= Crime in Myanmar =

Crime is present in various forms in Myanmar (also known as Burma) and is continuous with the activities of many drug trafficking-financed militias in the eastern and western border regions, and with corruption within and challenges to the central government, particularly since the 2021 military coup.

== Crime by type ==
===Murder===

In 2012, Burma had a murder rate of 15.2 per 100,000 population. There were a total of 8,044 murders in Burma in 2012. Factors influencing Burma's high murder rate include communal violence and armed conflict.

=== Terrorism ===

Terrorism in Burma primarily consists of anti-government militant activity. Militant separatists in India, such as the United Liberation Front of Assam and the United National Liberation Front, have bases in Burma from which they launch attacks.

===Corruption===

Burma is perceived to be one of the world's most corrupt nations. The 2012 Transparency International Corruption Perceptions Index ranked the country at number 171, out of 176 countries in total. The Burmese government has been making an effort to curb corruption in the country, these efforts have proven ineffective, as Myanmar remains 130 out of 180 in the CPI.

===Crime against foreigners in Burma===
Crime against foreigners in Burma, although low, is a growing issue; there have been instances of both petty and violent crime in the country. Criminal activity will tend to reflect the activity of associated trafficking gangs in destination countries where present, and be localized to areas known to adventure tourists on the Banana Pancake Trail.

=== Opium and methamphetamine production ===

A world map of the world's primary opium or heroin producers. The Golden Triangle region, which Burma is part of, is pinpointed in this map.

Burma is the world's largest producer of opium and forms part of the Golden Triangle. The opium industry was a monopoly during colonial times and has since been illegally operated by corrupt officials in the Burmese military and rebel fighters, primarily as the basis for heroin manufacture. In 2025, amid ongoing civil war, opium cultivation in the country surged to its highest level in a decade.

Burma is the largest producer of methamphetamine in the world, with the majority of Ya ba found in Thailand produced in Burma, particularly in the Golden Triangle and Northeastern Shan State, which borders Thailand, Laos and China. Burmese-produced ya ba is typically trafficked to Thailand via Laos, before being transported through the northeastern Thai region of Isan.

In 2010, Burma trafficked 1 billion tablets to neighbouring Thailand. In 2009, Chinese authorities seized over 40 million tablets that had been illegally trafficked from Burma. Ethnic militias and rebel groups (in particular the United Wa State Army) are responsible for much of this production; however, the Burmese military units are believed to be heavily involved in the trafficking of the drugs.

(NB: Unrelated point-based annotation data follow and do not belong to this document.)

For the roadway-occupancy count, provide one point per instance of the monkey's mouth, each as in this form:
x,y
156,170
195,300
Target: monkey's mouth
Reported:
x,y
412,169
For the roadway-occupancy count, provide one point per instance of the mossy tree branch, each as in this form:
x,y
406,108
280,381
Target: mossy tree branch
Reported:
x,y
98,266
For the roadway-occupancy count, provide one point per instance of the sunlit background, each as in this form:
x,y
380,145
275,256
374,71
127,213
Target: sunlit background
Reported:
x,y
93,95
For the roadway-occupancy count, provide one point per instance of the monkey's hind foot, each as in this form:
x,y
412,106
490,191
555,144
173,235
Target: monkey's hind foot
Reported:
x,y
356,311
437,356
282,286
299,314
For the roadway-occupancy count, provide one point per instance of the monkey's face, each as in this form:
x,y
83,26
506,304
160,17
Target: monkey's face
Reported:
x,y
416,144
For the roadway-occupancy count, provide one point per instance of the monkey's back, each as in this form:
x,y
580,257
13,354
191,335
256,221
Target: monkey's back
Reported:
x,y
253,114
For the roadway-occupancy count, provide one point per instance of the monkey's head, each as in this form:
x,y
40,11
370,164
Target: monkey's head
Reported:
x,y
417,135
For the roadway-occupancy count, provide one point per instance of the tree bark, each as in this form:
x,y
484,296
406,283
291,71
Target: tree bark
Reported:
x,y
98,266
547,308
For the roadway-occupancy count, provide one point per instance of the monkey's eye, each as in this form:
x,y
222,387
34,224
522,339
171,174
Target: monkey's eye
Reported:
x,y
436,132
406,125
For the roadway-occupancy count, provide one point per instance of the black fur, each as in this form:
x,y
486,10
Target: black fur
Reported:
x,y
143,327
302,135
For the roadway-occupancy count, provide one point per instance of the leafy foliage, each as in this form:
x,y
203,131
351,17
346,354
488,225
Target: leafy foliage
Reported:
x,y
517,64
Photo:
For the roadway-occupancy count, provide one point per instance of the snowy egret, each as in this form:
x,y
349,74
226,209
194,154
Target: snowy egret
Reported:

The prominence of major drug traffickers have allowed them to penetrate other sectors of the Burmese economy, including the banking, airline, hotel and infrastructure industries. Their investment in infrastructure have allowed them to make more profits, facilitate drug trafficking and money laundering.

===Prostitution===

Prostitution in Burma is against the law. Prostitution is a major social issue that particularly affects women and children.

Burma is a major source of prostitutes (an estimate of 20,000–30,000) in Thailand, with the majority of women trafficked taken to Ranong, a location that borders Burma at its south, and Mae Sai, which is located at the eastern tip of Burma. Burmese sex workers also operate in Yunnan, China, particularly the border town of Ruili. The majority of Burmese prostitutes in Thailand are from ethnic minorities.

60% of Burmese prostitutes are under 18 years of age. Burma is also a source country of sex workers and forced laborers in China, Bangladesh, Taiwan, India, Malaysia, Korea, Macau, and Japan. Internal trafficking of women for the purpose of prostitution occurs from rural villages to urban centres, military camps, border towns, and fishing villages.

Women are often lured into prostitution with the promise of legitimate jobs, substantially higher pay, and because their low educational levels makes it difficult for them to find jobs elsewhere. In many instances, such women come from remote regions.

In addition to crimes associated with prostitution, the trafficking of women, largely to China, for forced marriage remains a problem in Burma. Lack of local brides due to China's long standing One Child Policy is believed to fuel this trade.

===War crimes===

The United Nations Human Rights Council has requested an investigation into potential human rights violations, or war crimes, in the country.

In 2023, Amnesty International called for an investigation of ongoing war crimes in Myanmar, following the 2021 coup d'état.